Thread: Is not equal to query...

Is not equal to query...

From
James David Smith
Date:
Hi everyone,

A bit of help please. This query works for me, and gives me 332,000
rows of records out of my table of 400,000 rows. It takes about a
minute to run.

SELECT vehicle.*
FROM vehicle, incidents
WHERE incidents.key = vehicle.incident_link;

Would I would like to do however, is remove the data from this table
that does not match the above query. So to start with, I thought that
I'd better try and identify this data using the query below. You'll
note I have simply changed the '=' for '!=' instead.

SELECT vehicle.*
FROM vehicle, incidents
WHERE incidents.key != vehicle.incident_link;

However when I run this query, after about 10-15 minutes, I still
don't have a result. I don't really understand why not.

Cheers as always.

James

Re: Is not equal to query...

From
Merlin Moncure
Date:
On Wed, Jun 8, 2011 at 4:57 PM, James David Smith
<james.david.smith@gmail.com> wrote:
> Hi everyone,
>
> A bit of help please. This query works for me, and gives me 332,000
> rows of records out of my table of 400,000 rows. It takes about a
> minute to run.
>
> SELECT vehicle.*
> FROM vehicle, incidents
> WHERE incidents.key = vehicle.incident_link;
>
> Would I would like to do however, is remove the data from this table
> that does not match the above query. So to start with, I thought that
> I'd better try and identify this data using the query below. You'll
> note I have simply changed the '=' for '!=' instead.
>
> SELECT vehicle.*
> FROM vehicle, incidents
> WHERE incidents.key != vehicle.incident_link;
>
> However when I run this query, after about 10-15 minutes, I still
> don't have a result. I don't really understand why not.

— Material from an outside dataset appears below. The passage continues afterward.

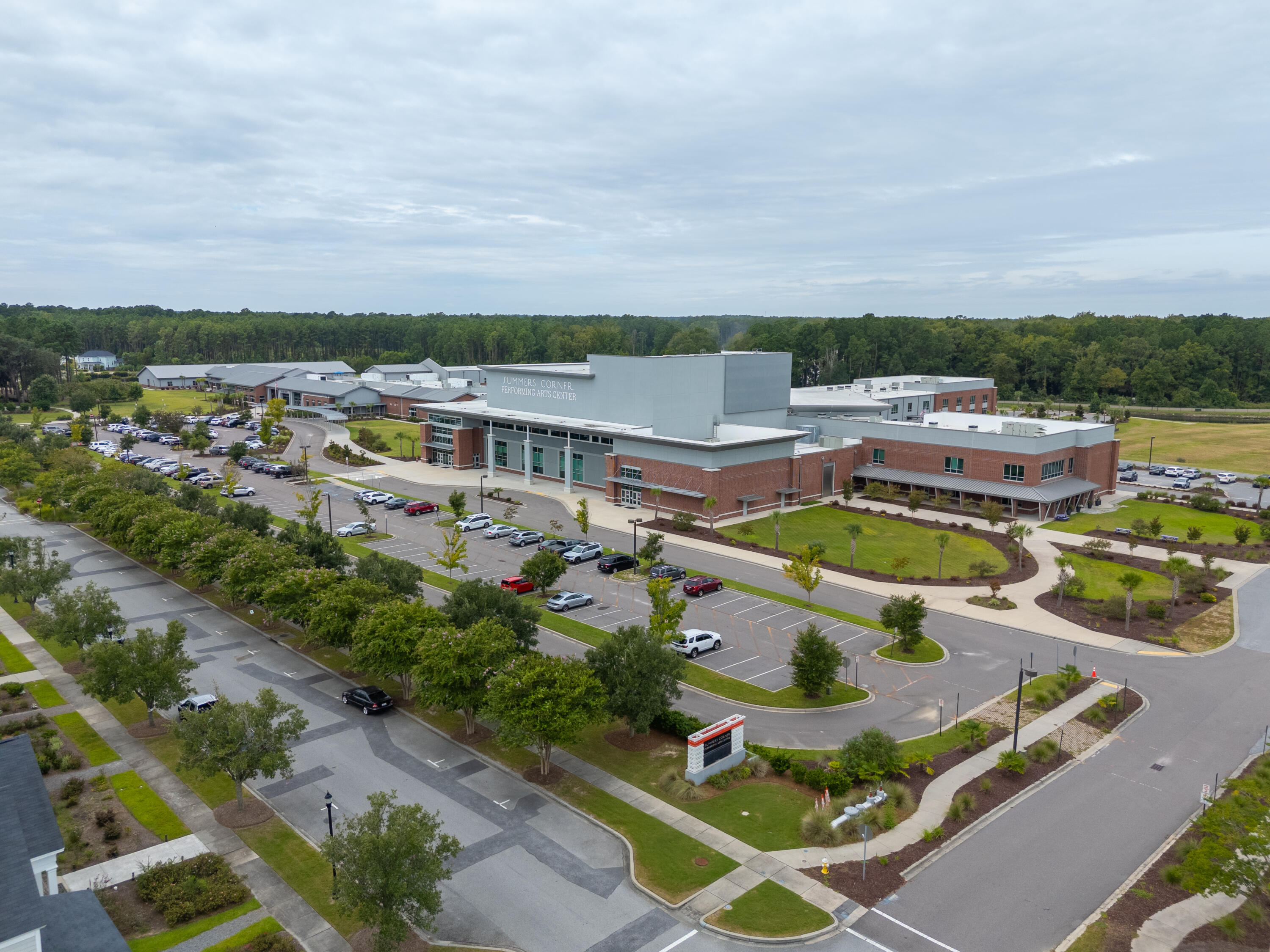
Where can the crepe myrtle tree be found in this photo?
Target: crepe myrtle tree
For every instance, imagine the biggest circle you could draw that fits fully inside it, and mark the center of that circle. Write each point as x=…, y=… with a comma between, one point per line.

You're getting a combination of every record from vehicle combined
with every record incidents except in the very specific case where the
identifiers match -- not want you want.  There are a ton of ways to do
what you want in sql.  Typically the best/fastest is left join/not
null:

if you are trying to find vehicles with an incident key that is not in
the incident table:
SELECT vehicle.*
FROM vehicle LEFT JOIN incidents ON incidents.key = vehicle.incident_link
WHERE incidents.key IS NULL

Incidents with no record in the vehicle table:
SELECT incidents .*
FROM incidents LEFT JOIN vehicle ON incidents.key = vehicle.incident_link
WHERE vehicle.incident_link IS NULL

Another way to do it is with 'where not exists' -- which is a lot
easier to fold into delete syntax:
SELECT vehicle.*
FROM vehicle
WHERE NOT EXISTS
(
  SELECT 1 FROM incidents WHERE incidents.key = vehicle.incident_link
)

which you can turn into:
DELETE FROM vehicle
WHERE NOT EXISTS
(
  SELECT 1 FROM incidents WHERE incidents.key = vehicle.incident_link
)

etc (don't jump directly to the delete, test it first!)

merlin

Re: Is not equal to query...

From
Merlin Moncure
Date:
On Thu, Jun 9, 2011 at 6:17 AM, James David Smith
<james.david.smith@gmail.com> wrote:
> Hi Merlin,
>
> Thank you very much for the full and brilliant reply. The last query
> you wrote does exactly what I want it too. I wonder whether it's not
> too much trouble whether you could explain to me a couple of things
> though...?
>
> 1) I understand what you are saying my query does. Like an outer join
> I think? But don't get why. Using '!=' is the opposite of '=' is it
> not?

It is the opposite -- just not in the way you are thinking.  In SQL,
joins between tables means 'give me every combination of data from
table A combined with table B given a condition'.  If A and B each
have 100 records with identifiers 1-100, the not equal join would give
you a join result of 99 records for A=1 (with B 2-100), 99 records for
A=2 (with B 1, 3-100) etc. for a total of 9900 records.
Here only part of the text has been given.